Diego Fusaro (Imagoeconomica)
Il filosofo Diego Fusaro: «Il cibo nutre la pancia ma anche la testa. È in atto una vera e propria guerra contro la nostra identità culinaria».

La filosofia si nutre di pasta e fagioli, meglio se con le cotiche. La filosofia apprezza molto l’ossobuco alla milanese con il ris giald, il riso allo zafferano giallo come l’oro. E i bucatini all’amatriciana? I saltinbocca alla romana? La finocchiona toscana? La filosofia è ghiotta di questa e di quelli. È ghiotta di ogni piatto che ha un passato, una tradizione, un’identità territoriale, una cultura.

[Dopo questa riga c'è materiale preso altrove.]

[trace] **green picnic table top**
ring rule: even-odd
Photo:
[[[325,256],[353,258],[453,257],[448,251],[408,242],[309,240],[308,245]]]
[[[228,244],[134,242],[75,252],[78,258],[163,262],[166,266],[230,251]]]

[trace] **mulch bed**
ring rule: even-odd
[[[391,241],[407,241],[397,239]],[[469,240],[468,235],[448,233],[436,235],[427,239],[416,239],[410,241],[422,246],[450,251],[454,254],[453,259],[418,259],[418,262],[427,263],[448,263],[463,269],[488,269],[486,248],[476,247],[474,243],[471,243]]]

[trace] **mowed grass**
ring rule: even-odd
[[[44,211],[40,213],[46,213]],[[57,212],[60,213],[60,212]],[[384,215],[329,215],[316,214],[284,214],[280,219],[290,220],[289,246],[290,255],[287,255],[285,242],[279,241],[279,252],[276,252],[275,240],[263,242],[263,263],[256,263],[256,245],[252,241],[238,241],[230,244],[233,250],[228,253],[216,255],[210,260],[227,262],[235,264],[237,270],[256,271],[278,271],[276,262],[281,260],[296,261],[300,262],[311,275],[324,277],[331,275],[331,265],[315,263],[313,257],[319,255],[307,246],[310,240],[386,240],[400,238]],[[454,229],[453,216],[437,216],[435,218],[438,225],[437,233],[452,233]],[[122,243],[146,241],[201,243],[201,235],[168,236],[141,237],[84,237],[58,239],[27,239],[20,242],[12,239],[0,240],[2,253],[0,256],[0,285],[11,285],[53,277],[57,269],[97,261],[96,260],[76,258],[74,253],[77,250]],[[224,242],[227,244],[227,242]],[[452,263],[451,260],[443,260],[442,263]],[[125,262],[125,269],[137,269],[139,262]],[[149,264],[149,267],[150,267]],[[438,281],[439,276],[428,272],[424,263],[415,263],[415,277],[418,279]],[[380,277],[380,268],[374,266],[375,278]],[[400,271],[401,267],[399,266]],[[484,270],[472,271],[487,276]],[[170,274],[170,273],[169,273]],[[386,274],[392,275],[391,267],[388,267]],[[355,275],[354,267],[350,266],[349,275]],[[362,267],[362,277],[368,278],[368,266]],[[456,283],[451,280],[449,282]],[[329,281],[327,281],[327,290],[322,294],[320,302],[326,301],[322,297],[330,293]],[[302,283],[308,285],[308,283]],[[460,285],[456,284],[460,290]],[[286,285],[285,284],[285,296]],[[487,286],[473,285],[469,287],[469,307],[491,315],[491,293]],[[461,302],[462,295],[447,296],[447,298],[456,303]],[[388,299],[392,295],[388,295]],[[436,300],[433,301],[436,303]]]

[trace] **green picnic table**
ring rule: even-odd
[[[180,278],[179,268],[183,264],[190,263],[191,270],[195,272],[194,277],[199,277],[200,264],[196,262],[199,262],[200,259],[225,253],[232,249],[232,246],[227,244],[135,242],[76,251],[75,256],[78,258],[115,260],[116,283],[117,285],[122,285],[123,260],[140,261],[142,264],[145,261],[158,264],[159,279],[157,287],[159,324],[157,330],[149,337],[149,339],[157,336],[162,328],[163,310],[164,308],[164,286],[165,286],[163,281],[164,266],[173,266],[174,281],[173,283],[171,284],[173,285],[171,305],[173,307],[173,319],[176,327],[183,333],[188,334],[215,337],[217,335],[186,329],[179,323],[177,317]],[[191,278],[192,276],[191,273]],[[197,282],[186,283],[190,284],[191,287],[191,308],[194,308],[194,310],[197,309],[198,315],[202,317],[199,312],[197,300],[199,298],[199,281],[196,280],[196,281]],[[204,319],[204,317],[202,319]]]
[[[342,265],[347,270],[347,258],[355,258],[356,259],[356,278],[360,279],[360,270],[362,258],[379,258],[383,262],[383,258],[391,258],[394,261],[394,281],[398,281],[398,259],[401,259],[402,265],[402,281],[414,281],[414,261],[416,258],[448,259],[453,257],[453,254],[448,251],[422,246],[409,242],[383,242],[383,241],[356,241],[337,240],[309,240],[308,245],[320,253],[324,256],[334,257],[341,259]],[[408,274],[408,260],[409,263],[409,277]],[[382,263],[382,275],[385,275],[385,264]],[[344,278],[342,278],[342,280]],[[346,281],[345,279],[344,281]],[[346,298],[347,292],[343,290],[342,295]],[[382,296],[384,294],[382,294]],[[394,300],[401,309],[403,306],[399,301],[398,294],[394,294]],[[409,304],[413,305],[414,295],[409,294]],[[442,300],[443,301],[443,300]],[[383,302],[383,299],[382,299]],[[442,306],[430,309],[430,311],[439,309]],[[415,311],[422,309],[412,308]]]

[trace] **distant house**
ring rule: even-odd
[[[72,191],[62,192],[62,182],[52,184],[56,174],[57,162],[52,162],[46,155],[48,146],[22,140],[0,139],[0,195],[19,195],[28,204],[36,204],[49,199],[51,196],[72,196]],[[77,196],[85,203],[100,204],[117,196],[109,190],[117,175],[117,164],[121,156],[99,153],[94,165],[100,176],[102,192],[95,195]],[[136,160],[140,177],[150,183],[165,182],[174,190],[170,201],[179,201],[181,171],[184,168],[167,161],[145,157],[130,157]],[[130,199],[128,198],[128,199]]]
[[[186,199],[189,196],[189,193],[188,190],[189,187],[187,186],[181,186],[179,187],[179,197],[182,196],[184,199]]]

Lo spiega bene Diego Fusaro, filosofo, docente di storia della filosofia all’Istituto alti studi strategici e politici di Milano, autore del libro La dittatura del sapore: «La filosofia va a nozze con i piatti che si nutrono di cultura e ci aiutano a combattere il dilagante globalismo guidato dalle multinazionali che ci vorrebbero tutti omologati nei gusti, con le stesse abitudini alimentari, con uno stesso piatto unico. Sedersi a tavola in buona compagnia e mangiare i piatti tradizionali del proprio territorio è un atto filosofico, culturale. La filosofia è pensiero e i migliori pensieri nascono a tavola dove si difende ciò che siamo, la nostra identità dalla dittatura del sapore che dopo averci imposto il politicamente corretto vorrebbe imporci il gastronomicamente corretto: larve, insetti, grilli».